Rodan had been studying the Earth phenomena of pantomime. It was not a subject her private tutors had chosen for her, but one she elected to study for herself. Marion was delighted in her interest in a uniquely Human art form and helped her to find the materials for her project – photographs and colourful programmes from pantomimes in all of its most glorious eras.

When Kristoph suggested that they might go to see a pantomime in the run up to the Christmas festivities her hardest problem was deciding which pantomime in which time. In the end she narrowed it down to three.

The New Wimbledon Theatre on the main Broadway of that London Borough was not actually new in the year 2013. In fact, it was a hundred and three years old, an Edwardian monument to the theatrical arts. It’s first production in 1910 had actually been a pantomime called Jack and Jill, but Rodan had chosen it as the venue for one of the glossy pantomimes of the television celebrity era.

“This production is unusual,” she told her foster parents as they sat in the front row of the dress circle with a marvellous view of the stage as well as the stalls below. Rodan had rejected the idea of taking one of the beautifully refurbished boxes. She wanted to see the pantomime the way ordinary people would see it.

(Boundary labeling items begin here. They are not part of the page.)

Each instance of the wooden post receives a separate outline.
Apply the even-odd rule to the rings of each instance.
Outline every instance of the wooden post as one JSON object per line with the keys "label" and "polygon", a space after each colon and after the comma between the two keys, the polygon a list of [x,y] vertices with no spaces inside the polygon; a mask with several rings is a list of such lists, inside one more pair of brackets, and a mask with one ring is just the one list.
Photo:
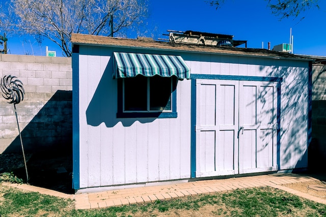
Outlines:
{"label": "wooden post", "polygon": [[[4,36],[5,37],[5,39],[6,39],[6,33],[5,33]],[[5,54],[7,54],[7,40],[5,40],[4,41],[4,53],[5,53]]]}

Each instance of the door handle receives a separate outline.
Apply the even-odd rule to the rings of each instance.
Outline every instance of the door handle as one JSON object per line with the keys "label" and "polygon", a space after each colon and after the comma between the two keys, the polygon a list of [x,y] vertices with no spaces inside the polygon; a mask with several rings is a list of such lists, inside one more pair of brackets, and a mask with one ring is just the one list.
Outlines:
{"label": "door handle", "polygon": [[243,134],[243,129],[244,128],[243,127],[241,127],[239,130],[238,131],[238,139],[239,138],[239,134],[240,134],[240,131],[241,131],[241,134]]}

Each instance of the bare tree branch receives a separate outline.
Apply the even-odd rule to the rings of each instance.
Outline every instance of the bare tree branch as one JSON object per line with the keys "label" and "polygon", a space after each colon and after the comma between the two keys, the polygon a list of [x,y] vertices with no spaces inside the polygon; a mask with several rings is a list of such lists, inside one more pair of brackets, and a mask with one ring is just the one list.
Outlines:
{"label": "bare tree branch", "polygon": [[[216,9],[222,7],[226,0],[205,1],[205,2]],[[267,2],[267,5],[271,13],[280,19],[290,17],[296,18],[305,11],[312,8],[319,9],[319,0],[263,0]],[[304,19],[302,16],[301,19]]]}
{"label": "bare tree branch", "polygon": [[71,33],[108,36],[137,26],[147,14],[148,0],[8,0],[0,24],[12,35],[41,35],[71,56]]}

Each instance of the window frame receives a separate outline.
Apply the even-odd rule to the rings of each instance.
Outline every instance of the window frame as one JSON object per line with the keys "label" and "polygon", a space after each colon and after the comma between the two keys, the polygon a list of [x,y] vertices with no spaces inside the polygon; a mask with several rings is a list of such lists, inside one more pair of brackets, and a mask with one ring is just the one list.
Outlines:
{"label": "window frame", "polygon": [[[156,117],[158,118],[168,118],[177,117],[177,91],[176,86],[177,78],[171,77],[171,110],[150,110],[149,107],[149,78],[147,77],[147,111],[124,111],[124,82],[125,78],[118,78],[118,112],[117,118],[135,118],[135,117]],[[175,81],[174,81],[175,79]],[[173,85],[175,86],[174,86]]]}

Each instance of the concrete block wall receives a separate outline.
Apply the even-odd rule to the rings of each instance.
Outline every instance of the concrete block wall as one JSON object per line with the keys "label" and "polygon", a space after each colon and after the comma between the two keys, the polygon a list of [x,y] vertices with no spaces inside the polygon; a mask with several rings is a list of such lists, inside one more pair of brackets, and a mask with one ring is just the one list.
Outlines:
{"label": "concrete block wall", "polygon": [[311,156],[309,168],[312,170],[325,171],[326,65],[313,65],[312,73],[312,141],[309,150]]}
{"label": "concrete block wall", "polygon": [[[16,105],[26,151],[72,145],[71,58],[0,54],[0,77],[11,75],[23,84]],[[21,151],[13,105],[0,96],[0,153]]]}

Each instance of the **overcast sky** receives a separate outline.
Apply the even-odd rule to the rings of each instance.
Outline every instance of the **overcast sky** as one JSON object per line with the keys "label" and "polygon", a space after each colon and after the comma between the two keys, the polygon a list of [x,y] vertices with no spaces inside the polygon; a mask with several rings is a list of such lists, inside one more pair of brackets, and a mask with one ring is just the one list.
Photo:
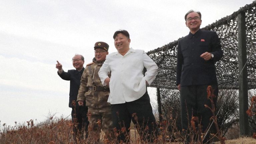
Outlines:
{"label": "overcast sky", "polygon": [[[69,82],[57,75],[56,61],[66,71],[76,53],[89,63],[99,41],[115,51],[116,30],[127,30],[130,47],[146,52],[188,34],[190,9],[201,12],[202,28],[252,2],[0,0],[1,124],[68,116]],[[155,90],[149,91],[155,101]]]}

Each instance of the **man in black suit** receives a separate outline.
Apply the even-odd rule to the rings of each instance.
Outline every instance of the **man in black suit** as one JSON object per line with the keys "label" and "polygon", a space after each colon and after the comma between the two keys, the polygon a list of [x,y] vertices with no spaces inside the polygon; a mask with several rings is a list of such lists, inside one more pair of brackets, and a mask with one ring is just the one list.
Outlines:
{"label": "man in black suit", "polygon": [[[84,58],[82,55],[76,55],[72,59],[72,61],[75,70],[68,70],[67,72],[64,71],[62,65],[58,61],[56,68],[58,69],[58,74],[62,79],[70,81],[69,106],[72,108],[71,114],[72,122],[74,124],[73,132],[75,136],[80,139],[83,137],[85,132],[87,137],[89,124],[87,117],[88,107],[85,104],[83,106],[79,106],[76,102],[80,80],[84,70]],[[74,138],[76,139],[75,137]]]}
{"label": "man in black suit", "polygon": [[182,128],[187,130],[192,116],[197,116],[201,120],[204,132],[212,115],[211,111],[204,106],[205,104],[211,106],[206,89],[208,86],[211,86],[217,97],[215,64],[221,58],[223,52],[216,32],[200,29],[201,18],[200,12],[193,10],[185,15],[186,25],[190,32],[179,41],[176,84],[180,92]]}

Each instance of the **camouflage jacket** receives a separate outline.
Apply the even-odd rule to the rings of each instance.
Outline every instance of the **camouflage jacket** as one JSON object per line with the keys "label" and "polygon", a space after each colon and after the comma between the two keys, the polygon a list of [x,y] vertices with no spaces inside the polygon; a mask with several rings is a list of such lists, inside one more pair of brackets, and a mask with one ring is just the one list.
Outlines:
{"label": "camouflage jacket", "polygon": [[86,106],[94,108],[110,106],[110,104],[107,102],[109,91],[93,91],[89,89],[94,86],[103,87],[98,72],[104,62],[97,62],[95,58],[93,61],[86,65],[83,73],[77,100],[85,100]]}

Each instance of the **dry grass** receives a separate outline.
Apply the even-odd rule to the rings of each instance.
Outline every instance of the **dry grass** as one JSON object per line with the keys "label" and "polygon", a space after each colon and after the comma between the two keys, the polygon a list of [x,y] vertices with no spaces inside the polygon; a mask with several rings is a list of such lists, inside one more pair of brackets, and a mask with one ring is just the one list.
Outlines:
{"label": "dry grass", "polygon": [[[0,144],[74,144],[72,128],[73,125],[71,120],[64,120],[63,118],[50,118],[44,123],[34,125],[33,120],[28,121],[27,125],[17,124],[10,127],[4,124],[0,126]],[[86,139],[80,140],[77,143],[106,144],[115,143],[113,142],[106,141],[102,132],[100,142],[91,143]],[[161,134],[162,135],[162,133]],[[140,140],[139,134],[136,130],[130,131],[131,144],[144,143]],[[96,138],[98,136],[95,136]],[[159,137],[159,140],[156,144],[181,144],[181,142],[170,142],[165,138],[163,141],[161,136]],[[245,137],[237,139],[225,141],[227,144],[255,144],[256,139]],[[216,142],[216,144],[220,144]]]}

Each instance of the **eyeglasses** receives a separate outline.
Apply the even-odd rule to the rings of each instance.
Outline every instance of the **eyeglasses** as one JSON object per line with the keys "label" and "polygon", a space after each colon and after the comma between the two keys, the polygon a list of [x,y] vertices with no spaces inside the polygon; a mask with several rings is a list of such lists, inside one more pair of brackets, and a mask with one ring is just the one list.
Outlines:
{"label": "eyeglasses", "polygon": [[107,51],[95,51],[94,53],[96,54],[99,53],[100,54],[101,54],[102,53],[105,52],[107,52]]}
{"label": "eyeglasses", "polygon": [[195,17],[193,18],[190,17],[187,19],[187,21],[190,21],[193,20],[200,20],[200,19],[201,19],[200,18],[198,17]]}
{"label": "eyeglasses", "polygon": [[82,59],[76,59],[74,60],[72,60],[72,61],[73,62],[75,62],[76,61],[79,62],[81,60],[82,60]]}

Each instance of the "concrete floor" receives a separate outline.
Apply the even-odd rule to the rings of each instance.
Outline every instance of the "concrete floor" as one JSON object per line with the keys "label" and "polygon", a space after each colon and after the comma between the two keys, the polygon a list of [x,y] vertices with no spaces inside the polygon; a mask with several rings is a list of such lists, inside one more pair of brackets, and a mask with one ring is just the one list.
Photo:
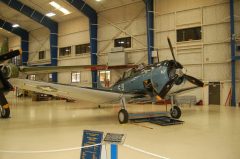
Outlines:
{"label": "concrete floor", "polygon": [[[80,150],[17,154],[80,147],[83,130],[126,134],[125,144],[171,159],[239,159],[240,109],[224,106],[182,107],[182,125],[120,125],[118,107],[98,109],[86,102],[32,102],[8,95],[11,118],[0,119],[0,159],[79,159]],[[164,106],[128,105],[129,112],[164,110]],[[109,146],[107,158],[110,158]],[[156,159],[119,146],[119,159]]]}

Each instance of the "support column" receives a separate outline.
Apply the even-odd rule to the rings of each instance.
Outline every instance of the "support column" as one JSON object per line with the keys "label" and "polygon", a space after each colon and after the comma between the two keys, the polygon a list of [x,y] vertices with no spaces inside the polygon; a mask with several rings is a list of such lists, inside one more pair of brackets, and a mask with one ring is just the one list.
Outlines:
{"label": "support column", "polygon": [[154,50],[154,11],[153,1],[145,0],[146,4],[146,23],[147,23],[147,43],[148,43],[148,64],[153,63],[152,51]]}
{"label": "support column", "polygon": [[231,68],[232,68],[232,99],[231,105],[236,106],[236,42],[234,30],[234,0],[230,0],[230,29],[231,29]]}
{"label": "support column", "polygon": [[13,28],[12,24],[0,19],[0,27],[21,37],[21,48],[22,48],[22,64],[27,65],[28,62],[28,50],[29,50],[29,33],[27,30],[20,27]]}
{"label": "support column", "polygon": [[[19,0],[0,0],[0,2],[24,14],[35,22],[42,24],[50,30],[51,66],[57,66],[58,23],[37,10],[32,9],[28,5],[23,4]],[[53,73],[53,82],[57,82],[57,73]]]}
{"label": "support column", "polygon": [[[91,65],[97,65],[97,12],[84,0],[67,0],[89,19]],[[92,87],[97,88],[97,70],[92,71]]]}

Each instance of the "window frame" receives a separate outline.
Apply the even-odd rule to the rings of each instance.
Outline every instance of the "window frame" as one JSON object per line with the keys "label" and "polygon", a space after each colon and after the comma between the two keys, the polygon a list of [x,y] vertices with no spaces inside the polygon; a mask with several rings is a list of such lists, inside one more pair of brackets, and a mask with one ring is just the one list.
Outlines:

“Unusual how?” Marion asked her.

“The genie is played by a lady,” she explained. “Usually the genie is a man, although there is no actual rule about that. But in this case it is played by this lady who is a famous comedian and actress on the television broadcasts.”

Marion glanced at a colour photograph of the alternative comic Jo Brand in a multi-hued genie costume of gauze and silk that was a contrast to the feminist black she wore in her usual act. There were more ironies there than simply having a woman in a traditionally male role.

“Aladdin’s mother is played by a man,” Rodan went on explaining. “On Earth, it is considered funny when a man wears clothes that women usually wear.”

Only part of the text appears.